O nedenle, “kozmik oda”dan fışkıracak ve hiç bilmediğimiz konularda bizi aydınlatacak yeni bilgilerden ziyade, bu odaya girilmiş olmasının bizzat kendisi başlı başına önemli bir olay. Söz konusu araştırma, Türkiye’deki güç merkezlerinin değişmekte olduğuna, ülkenin normalleşme yönündeki çabalarına ve bütün bu alanlarda hayli yol alınmakta olduğuna dair sembolik ve hatta simgeselliği de aşan bir öneme haiz.
Tekrar edecek olursak, bu girişim, bir dönemin sonuna gelindiğinin işareti. (İnşaallah, yalnızca, yılın sonuna gelindiğinin işareti değildir!) Gelecek olanın ne olduğunu bilmiyoruz elbette. Bunun üzerine düşünmek ve anlamak zorunda olduğumuzun da farkındayız. Çünkü Türkiye gibi bir ülkenin, hem iç hem de dış güç merkezleri tarafından bütünüyle başıboş bırakılamayacak denli önemli bir ülke olarak görüldüğünü biliyoruz.
Nitekim son birkaç yıldır her geçen gün dozajı artırılarak sürdürülen operasyonlar, çok dar bir çevrenin mızmızlanmalarından öte bir eleştiriyle de pek karşılaşmadı. (Zira meydana gelen her gelişme, -en meşhur simaları olarak CHP Genel Başkanı Deniz Baykal, Genelkurmay Başbakanı İlker Başbuğ gibi isimlerin öne çıktığı- mızmızlananlar grubunu sürekli yalancı ve komik duruma düşürdü.) Son dönemde sivil yargının emekli subaylardan muvazzaf subaylara doğru genişlettiği yargılama süreçleri, askerî bürokrasinin desteği olmaksızın gerçekleştirilebilir şeyler değil. Araştırma yapmak amacıyla “kozmik oda”ya girilebilmesi de bu desteğin bir işareti olsa gerek.

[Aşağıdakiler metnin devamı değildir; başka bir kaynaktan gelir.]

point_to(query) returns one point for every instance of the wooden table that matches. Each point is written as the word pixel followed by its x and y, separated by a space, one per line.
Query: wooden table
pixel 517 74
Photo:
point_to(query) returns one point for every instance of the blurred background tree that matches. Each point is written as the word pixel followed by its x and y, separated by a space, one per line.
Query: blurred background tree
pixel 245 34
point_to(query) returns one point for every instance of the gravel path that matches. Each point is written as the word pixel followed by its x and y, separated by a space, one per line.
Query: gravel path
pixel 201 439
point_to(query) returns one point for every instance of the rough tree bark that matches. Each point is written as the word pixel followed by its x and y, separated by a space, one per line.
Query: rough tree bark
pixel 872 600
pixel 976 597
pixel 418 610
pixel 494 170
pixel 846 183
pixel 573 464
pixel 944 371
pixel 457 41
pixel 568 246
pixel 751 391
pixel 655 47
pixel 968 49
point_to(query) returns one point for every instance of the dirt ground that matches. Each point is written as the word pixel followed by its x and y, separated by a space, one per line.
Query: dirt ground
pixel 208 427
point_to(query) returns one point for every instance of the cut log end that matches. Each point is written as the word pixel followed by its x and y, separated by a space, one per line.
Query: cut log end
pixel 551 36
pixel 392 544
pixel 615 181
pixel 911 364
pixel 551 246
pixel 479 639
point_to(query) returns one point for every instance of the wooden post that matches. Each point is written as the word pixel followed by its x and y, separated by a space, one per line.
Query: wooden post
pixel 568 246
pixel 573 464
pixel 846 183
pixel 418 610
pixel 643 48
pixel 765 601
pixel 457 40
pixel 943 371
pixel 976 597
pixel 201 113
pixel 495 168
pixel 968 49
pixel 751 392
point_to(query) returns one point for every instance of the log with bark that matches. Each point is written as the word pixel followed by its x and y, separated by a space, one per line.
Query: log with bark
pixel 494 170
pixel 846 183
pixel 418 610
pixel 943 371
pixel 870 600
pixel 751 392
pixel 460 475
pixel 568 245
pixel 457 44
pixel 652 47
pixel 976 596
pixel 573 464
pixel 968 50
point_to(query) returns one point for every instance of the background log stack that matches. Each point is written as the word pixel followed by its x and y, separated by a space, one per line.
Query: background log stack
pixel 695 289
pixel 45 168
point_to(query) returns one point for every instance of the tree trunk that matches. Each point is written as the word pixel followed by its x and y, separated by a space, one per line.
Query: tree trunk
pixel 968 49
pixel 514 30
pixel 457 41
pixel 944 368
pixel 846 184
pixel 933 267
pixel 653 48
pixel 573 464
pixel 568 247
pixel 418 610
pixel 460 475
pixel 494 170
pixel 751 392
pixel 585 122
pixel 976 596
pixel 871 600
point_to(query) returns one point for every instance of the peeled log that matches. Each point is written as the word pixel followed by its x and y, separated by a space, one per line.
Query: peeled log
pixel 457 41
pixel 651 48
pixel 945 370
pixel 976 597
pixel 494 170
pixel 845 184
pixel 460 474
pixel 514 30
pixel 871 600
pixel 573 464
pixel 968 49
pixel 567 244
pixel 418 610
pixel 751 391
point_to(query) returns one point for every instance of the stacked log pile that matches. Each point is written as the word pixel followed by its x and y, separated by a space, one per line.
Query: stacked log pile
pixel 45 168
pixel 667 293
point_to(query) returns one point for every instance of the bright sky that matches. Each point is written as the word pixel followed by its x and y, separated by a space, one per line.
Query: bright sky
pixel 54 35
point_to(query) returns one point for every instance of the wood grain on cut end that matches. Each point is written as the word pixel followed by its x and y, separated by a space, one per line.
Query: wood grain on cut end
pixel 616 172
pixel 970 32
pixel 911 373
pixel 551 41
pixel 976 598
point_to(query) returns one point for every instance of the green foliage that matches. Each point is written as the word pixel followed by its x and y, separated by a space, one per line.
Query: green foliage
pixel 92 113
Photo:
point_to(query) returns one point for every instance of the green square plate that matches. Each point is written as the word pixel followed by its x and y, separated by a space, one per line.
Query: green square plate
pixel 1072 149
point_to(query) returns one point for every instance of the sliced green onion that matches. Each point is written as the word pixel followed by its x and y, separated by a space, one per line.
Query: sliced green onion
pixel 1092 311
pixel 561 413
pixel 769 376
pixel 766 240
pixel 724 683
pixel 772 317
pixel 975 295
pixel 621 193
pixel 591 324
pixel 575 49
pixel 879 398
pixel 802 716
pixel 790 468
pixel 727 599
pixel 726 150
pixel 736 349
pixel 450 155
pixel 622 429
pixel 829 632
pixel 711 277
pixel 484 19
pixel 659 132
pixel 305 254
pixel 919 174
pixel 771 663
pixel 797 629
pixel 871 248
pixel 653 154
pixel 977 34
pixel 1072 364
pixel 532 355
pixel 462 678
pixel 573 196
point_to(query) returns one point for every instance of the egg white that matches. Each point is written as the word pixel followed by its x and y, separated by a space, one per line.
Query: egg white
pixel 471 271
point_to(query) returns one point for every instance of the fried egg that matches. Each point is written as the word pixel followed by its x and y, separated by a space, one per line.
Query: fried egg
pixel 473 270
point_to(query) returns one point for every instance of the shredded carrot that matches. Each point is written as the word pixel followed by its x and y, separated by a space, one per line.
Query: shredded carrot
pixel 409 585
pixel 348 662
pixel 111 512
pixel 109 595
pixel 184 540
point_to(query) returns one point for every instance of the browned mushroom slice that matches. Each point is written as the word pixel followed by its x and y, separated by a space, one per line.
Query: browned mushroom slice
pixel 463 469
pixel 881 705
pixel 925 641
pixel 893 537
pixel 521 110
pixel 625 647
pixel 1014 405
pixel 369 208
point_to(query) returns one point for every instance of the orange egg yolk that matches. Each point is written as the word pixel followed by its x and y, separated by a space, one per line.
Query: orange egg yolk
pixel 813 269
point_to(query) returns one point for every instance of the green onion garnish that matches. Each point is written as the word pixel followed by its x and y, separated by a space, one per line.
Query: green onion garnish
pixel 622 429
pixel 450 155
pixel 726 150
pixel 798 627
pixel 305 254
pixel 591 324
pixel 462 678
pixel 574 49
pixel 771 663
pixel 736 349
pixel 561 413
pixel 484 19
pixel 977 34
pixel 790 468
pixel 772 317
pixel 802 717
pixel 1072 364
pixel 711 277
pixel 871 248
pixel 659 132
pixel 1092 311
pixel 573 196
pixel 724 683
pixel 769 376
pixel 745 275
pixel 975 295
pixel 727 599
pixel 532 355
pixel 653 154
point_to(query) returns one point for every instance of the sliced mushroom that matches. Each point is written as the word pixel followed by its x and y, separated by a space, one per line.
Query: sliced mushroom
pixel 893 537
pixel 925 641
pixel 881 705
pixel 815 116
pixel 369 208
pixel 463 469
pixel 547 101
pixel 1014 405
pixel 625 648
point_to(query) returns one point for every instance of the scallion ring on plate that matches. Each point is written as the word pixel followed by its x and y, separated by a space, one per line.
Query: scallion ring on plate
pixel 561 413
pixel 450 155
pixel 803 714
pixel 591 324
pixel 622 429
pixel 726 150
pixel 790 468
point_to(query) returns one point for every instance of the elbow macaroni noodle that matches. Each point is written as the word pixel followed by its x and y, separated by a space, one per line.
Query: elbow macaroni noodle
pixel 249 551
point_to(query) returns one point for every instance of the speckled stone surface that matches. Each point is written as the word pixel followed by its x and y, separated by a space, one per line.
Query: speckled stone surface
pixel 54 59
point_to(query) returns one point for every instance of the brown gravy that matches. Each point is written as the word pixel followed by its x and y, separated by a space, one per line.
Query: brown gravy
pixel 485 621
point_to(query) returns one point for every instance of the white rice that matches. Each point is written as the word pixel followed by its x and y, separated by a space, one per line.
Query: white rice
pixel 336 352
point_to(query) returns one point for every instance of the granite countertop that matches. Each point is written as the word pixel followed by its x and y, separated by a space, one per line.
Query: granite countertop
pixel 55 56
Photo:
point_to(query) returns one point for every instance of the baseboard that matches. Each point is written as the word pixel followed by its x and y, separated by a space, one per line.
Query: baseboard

Bütün bunlar, elbette bu sürecin zahmetsizce sonuçlanacağı anlamına gelmiyor. Zira yarım yüzyılı aşkın bir geçmişe sahip ve küresel süper güç kaynaklı silahlı bir yapılanmanın tasfiye edilmesi çabasından söz ediyoruz. Bunların, her canlı organizmanın hayatta kalma refleksi göstermelerine bağlı olarak, varlıklarını sürdürme noktasında karşı-cevap verme isteğinde olması ve kimi zaman da bu isteğini gerçekleştirmeye yönelmesi muhtemel. Dolayısıyla, askerî darbe hazırlıkları ya da suikast girişimleri iddialarını bütünüyle ihmal etmek, “deli saçması olarak görmek” de mümkün değil. O nedenle, özellikle askerî bürokrasi içerisinde bu noktada ciddi bir mücadelenin verilmekte olduğu düşünülmeli; nitekim ortaya yayılan ürkütücü görüntülerden de bu anlaşılıyor.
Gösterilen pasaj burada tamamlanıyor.